Berdasarkan hasil pengembangan, penangkapan terhadap para tersangka dilakukan dalam beberapa tahap di waktu dan lokasi berbeda:
Tersangka MN: Diamankan di sebuah toko kosmetik di Jalan Muncang, Kelurahan Lagoa, Kecamatan Koja, pada Kamis (10/9) sekitar pukul 15.00 WIB. Dari lokasi ini, petugas menyita 470 butir Tramadol, 400 butir Hexymer, 40 butir Trihexyphenidyl, 20 butir Alprazolam 1 mg, 20 butir Alprazolam 0,5 mg, serta uang tunai hasil penjualan sebesar Rp616.000.
Tersangka AZ: Ditangkap di sebuah toko kosmetik di Jalan Walang Baru Raya, Kelurahan Tugu Selatan, Kecamatan Koja, pada Kamis (10/9) sekitar pukul 19.45 WIB. Barang bukti yang diamankan meliputi 400 butir Tramadol dan uang tunai hasil penjualan senilai Rp400.000.

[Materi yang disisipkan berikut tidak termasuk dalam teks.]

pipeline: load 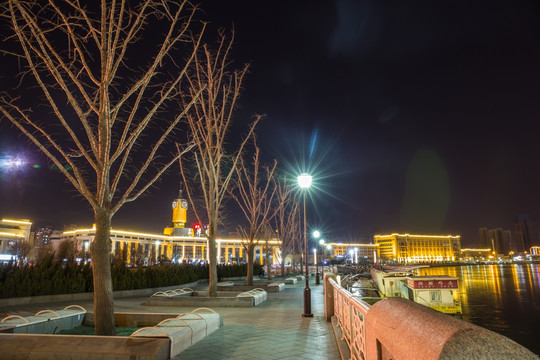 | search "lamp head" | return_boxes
[296,173,313,189]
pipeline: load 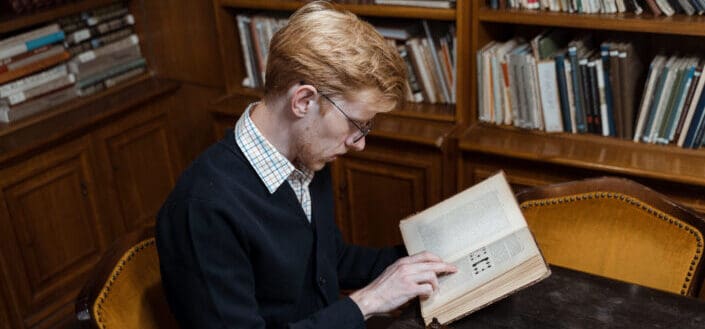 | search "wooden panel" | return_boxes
[219,0,455,20]
[478,7,705,36]
[97,105,179,232]
[334,139,442,247]
[0,138,105,328]
[130,0,224,88]
[458,152,705,213]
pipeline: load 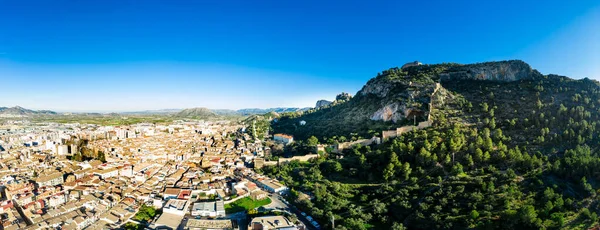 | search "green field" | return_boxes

Tersangka EF: Diringkus di toko kosmetik yang berlokasi di Jalan Sungai Kendal, Kelurahan Rorotan, Kecamatan Cilincing, pada Jumat (11/9) pukul 20.15 WIB. Polisi mengamankan sebanyak 1.653 butir obat yang terdiri atas 380 butir Tramadol dan 1.273 butir Hexymer, beserta uang hasil penjualan sebesar Rp520.000 dan barang bukti lainnya.
Tersangka US: Ditangkap di sebuah toko kosmetik di Jalan Swadaya Raya, Kelurahan Kebon Bawang, Kecamatan Tanjung Priok, pada Rabu (16/9) sekitar pukul 15.00 WIB. Dari tangan US, petugas menyita 1.252 butir obat (terdiri atas 209 butir Tramadol, 942 butir Exymer, 90 butir Trihex, 4 butir Camlet/Alpra, dan 7 butir Alprazolam), uang hasil penjualan sebesar Rp340.000, serta satu unit telepon genggam.
Seluruh tersangka beserta barang bukti ribuan butir obat keras ilegal kini telah diamankan di Mapolres Metro Jakarta Utara guna menjalani pemeriksaan lebih lanjut dan proses hukum sesuai ketentuan yang berlaku.